Je ne l’ai jamais rencontré et il ne s’agit pas d’une dédicace mais d’une lettre. Tu venais de mourir mon aimé et sept mois plus tard, début janvier 1987 je lis un article dans un magazine sur un livre qui vient de sortir de cet auteur, dont je n’avais jamais entendu parler : Blessé grave. C'est ce que j'étais à ce moment-là. Non ce n’est pas un chef d’œuvre mais un témoignage poignant ; c’était le livre dont j’avais besoin, pour survivre. Introduction du livre :
Collision sur la R.N.10 entre une voiture et un camion : un mort, un blessé grave.
Un très grave accident de la route a eu lieu […] De cette amas de tôles informes les sapeurs-pompiers devaient dégager les corps de M. Pascal Bonafoux, très grièvement blessé, et celui de son épouse tuée sur le coup.
Cela se passe en 1977 et le livre sort en janvier 1987, l’auteur y raconte ce qu’il a vécu pendant des mois durant lesquels il prenait des notes, ce qui était sa manière à lui de lutter contre la souffrance et la peur.
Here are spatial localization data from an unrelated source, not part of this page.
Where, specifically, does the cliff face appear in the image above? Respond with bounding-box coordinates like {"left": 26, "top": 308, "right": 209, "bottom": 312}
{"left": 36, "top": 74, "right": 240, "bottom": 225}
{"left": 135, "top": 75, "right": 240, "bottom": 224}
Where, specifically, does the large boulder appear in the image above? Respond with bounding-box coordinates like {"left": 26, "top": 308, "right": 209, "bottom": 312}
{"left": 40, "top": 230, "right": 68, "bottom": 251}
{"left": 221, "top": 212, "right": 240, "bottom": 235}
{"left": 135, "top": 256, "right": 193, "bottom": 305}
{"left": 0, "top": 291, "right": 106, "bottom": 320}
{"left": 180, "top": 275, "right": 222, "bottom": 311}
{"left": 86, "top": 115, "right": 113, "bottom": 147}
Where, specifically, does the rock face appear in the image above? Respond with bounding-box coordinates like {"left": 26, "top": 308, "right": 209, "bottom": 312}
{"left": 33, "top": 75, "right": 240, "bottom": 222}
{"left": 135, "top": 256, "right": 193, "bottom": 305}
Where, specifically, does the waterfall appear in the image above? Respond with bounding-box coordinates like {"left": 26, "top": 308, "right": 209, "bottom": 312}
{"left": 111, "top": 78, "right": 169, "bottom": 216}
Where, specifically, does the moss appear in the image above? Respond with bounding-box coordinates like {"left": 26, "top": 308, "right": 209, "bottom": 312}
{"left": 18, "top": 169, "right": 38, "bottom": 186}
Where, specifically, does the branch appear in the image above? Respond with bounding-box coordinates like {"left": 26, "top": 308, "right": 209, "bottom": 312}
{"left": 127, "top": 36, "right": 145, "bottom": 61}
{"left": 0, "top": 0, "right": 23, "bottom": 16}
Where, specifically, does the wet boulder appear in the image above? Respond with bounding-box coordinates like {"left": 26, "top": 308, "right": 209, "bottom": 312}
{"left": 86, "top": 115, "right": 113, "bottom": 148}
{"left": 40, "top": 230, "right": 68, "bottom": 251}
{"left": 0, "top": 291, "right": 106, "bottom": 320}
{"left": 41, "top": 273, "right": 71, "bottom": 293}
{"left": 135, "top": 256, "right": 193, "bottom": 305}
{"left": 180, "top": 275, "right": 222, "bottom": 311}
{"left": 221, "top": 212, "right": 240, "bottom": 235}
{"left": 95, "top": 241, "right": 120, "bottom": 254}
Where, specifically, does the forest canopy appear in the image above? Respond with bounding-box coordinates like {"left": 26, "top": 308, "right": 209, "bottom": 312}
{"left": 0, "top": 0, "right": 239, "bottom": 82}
Je l’achetai donc, le lus; sa souffrance était la mienne – la perte de l’être aimé – et pour lui la souffrance physique en sus, pire que la mienne puisque moi j’étais saine et sauve (enfin, pas si sûr). Mais le lire me fit tant de bien, m’aida tellement à vouloir continuer de vivre pour être digne de toi, que je voulus absolument le dire à l’auteur. Je cherchai sur le Minitel (nous étions en 1987) par hasard une adresse et je la trouvai, il n’y avait qu’un Pascal Bonafoux, une chance; je lui écrivis, une longue lettre. Le 21 janvier 1987 – je trouvais cette date d’une incroyable coïncidence, nous nous sommes rencontrés le 21 janvier 1977 mon Amour - il me répondit, je n'en revenais pas. J'ouvris fébrilement l'enveloppe, son nom était au dos.
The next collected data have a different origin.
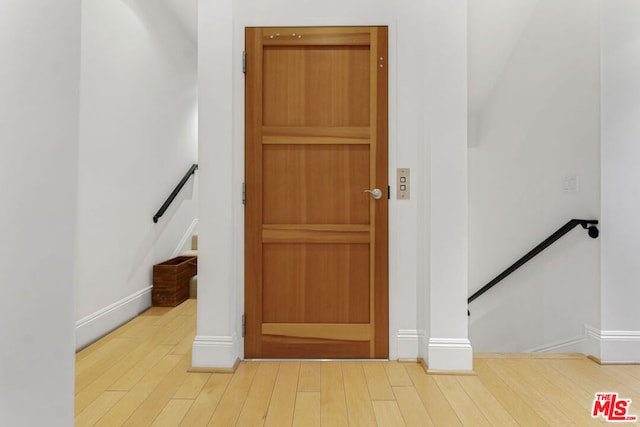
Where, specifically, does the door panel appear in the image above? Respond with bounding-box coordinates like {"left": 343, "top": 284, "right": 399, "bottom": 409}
{"left": 262, "top": 243, "right": 370, "bottom": 323}
{"left": 263, "top": 145, "right": 370, "bottom": 224}
{"left": 263, "top": 46, "right": 370, "bottom": 127}
{"left": 245, "top": 26, "right": 388, "bottom": 358}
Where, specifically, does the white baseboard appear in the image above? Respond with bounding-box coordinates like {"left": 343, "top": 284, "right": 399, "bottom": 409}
{"left": 172, "top": 218, "right": 199, "bottom": 257}
{"left": 75, "top": 286, "right": 152, "bottom": 351}
{"left": 584, "top": 324, "right": 602, "bottom": 359}
{"left": 397, "top": 329, "right": 425, "bottom": 360}
{"left": 192, "top": 334, "right": 239, "bottom": 369}
{"left": 525, "top": 334, "right": 587, "bottom": 353}
{"left": 427, "top": 338, "right": 473, "bottom": 371}
{"left": 585, "top": 325, "right": 640, "bottom": 363}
Après j’ai acheté tous ses romans, il y en a peu à vrai dire et des livres d’art avec ses textes, très documentés, dans la belle édition SKIRA : Les Impressionnistes, Portraits et Confidences ; VAN GOGH par VINCENT ; REMBRANDT, AUTOPORTRAIT un magnifique ouvrage épuisé chez l’éditeur mais que l’on peut trouver d’occasion. Pascal Bonafoux est historien d'art.
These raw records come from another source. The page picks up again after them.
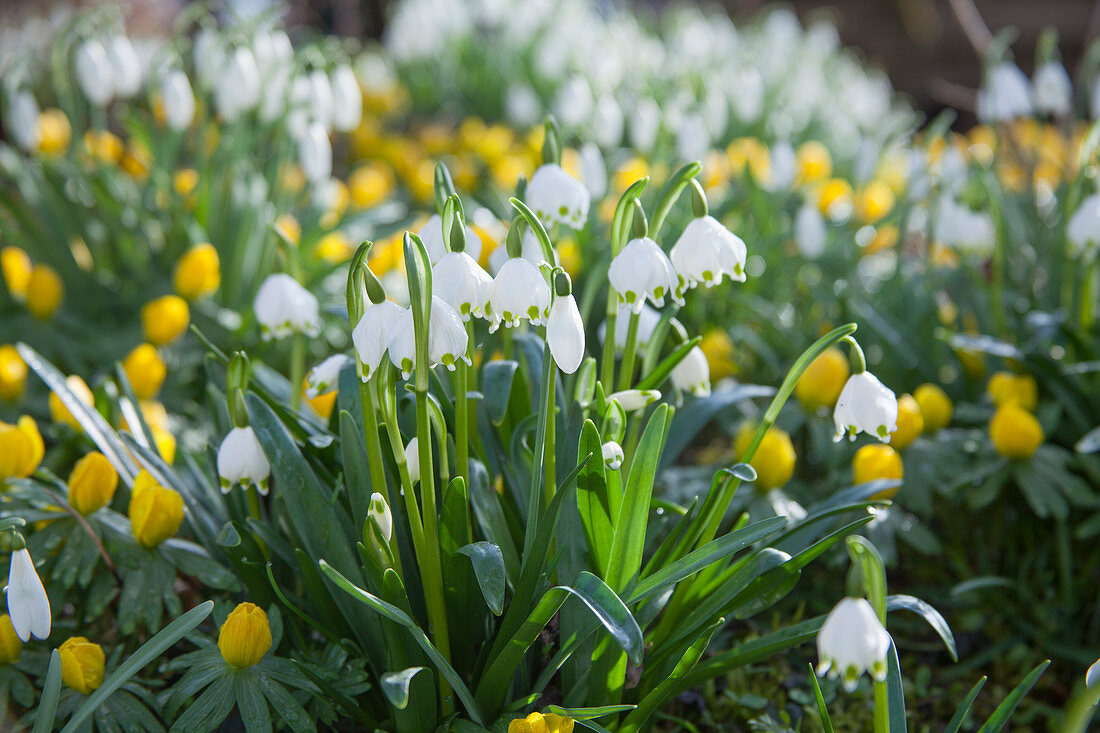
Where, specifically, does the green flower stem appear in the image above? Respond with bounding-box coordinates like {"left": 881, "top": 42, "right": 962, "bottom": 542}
{"left": 288, "top": 333, "right": 304, "bottom": 411}
{"left": 455, "top": 322, "right": 474, "bottom": 489}
{"left": 1062, "top": 683, "right": 1100, "bottom": 732}
{"left": 873, "top": 682, "right": 889, "bottom": 733}
{"left": 847, "top": 536, "right": 889, "bottom": 733}
{"left": 544, "top": 358, "right": 557, "bottom": 509}
{"left": 616, "top": 311, "right": 641, "bottom": 391}
{"left": 1078, "top": 260, "right": 1096, "bottom": 331}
Ces impressionnistes font très dandys,
seul Pissaro est très original dans son costume
J'ai rajouté à ces livres dédicacés un autre livre - qui m’a été offert par un ami, je l’avais déjà lu (évidemment puisqu'il s'agit de Jean-Philippe Toussaint), il m’avait beaucoup plu, ce cadeau en était d’autant plus précieux, plus émouvant que l'ami ne le savait pas. À l’intérieur il n’y a pas de dédicace de l’auteur mais la sienne avec des mots d’une tendresse infinie sur une carte postale romaine. A vrai dire je pourrais rajouter aux livres dédicacés, les livres qu'un autre ami très cher m'a offerts; il ne s'est jamais trompé dans ses choix, il m'a révélé des auteurs que je ne connaissais pas et qui m'ont enthousiasmée. Je considère ses choix comme une dédicace personnelle; d'ailleurs chaque livre est accompagné d'une magnifique lettre.
Je ne cours pas après les signatures, je serais incapable de faire la queue pour en obtenir, j’aurais plutôt besoin de croire que l’auteur n’est là que pour moi, comme cette impression d’intimité que j’aie en tenant un livre dans mes mains, de prendre ces mots, adressés à moi seule.
"On ne peut être content de soi
que lorsqu’on se rappelle ces instants où,
selon un mot japonais, on a perçu le ah ! des choses."
que lorsqu’on se rappelle ces instants où,
selon un mot japonais, on a perçu le ah ! des choses."
Cioran, Ecartèlements.
(Cette phrase figure en exergue de Blessé grave).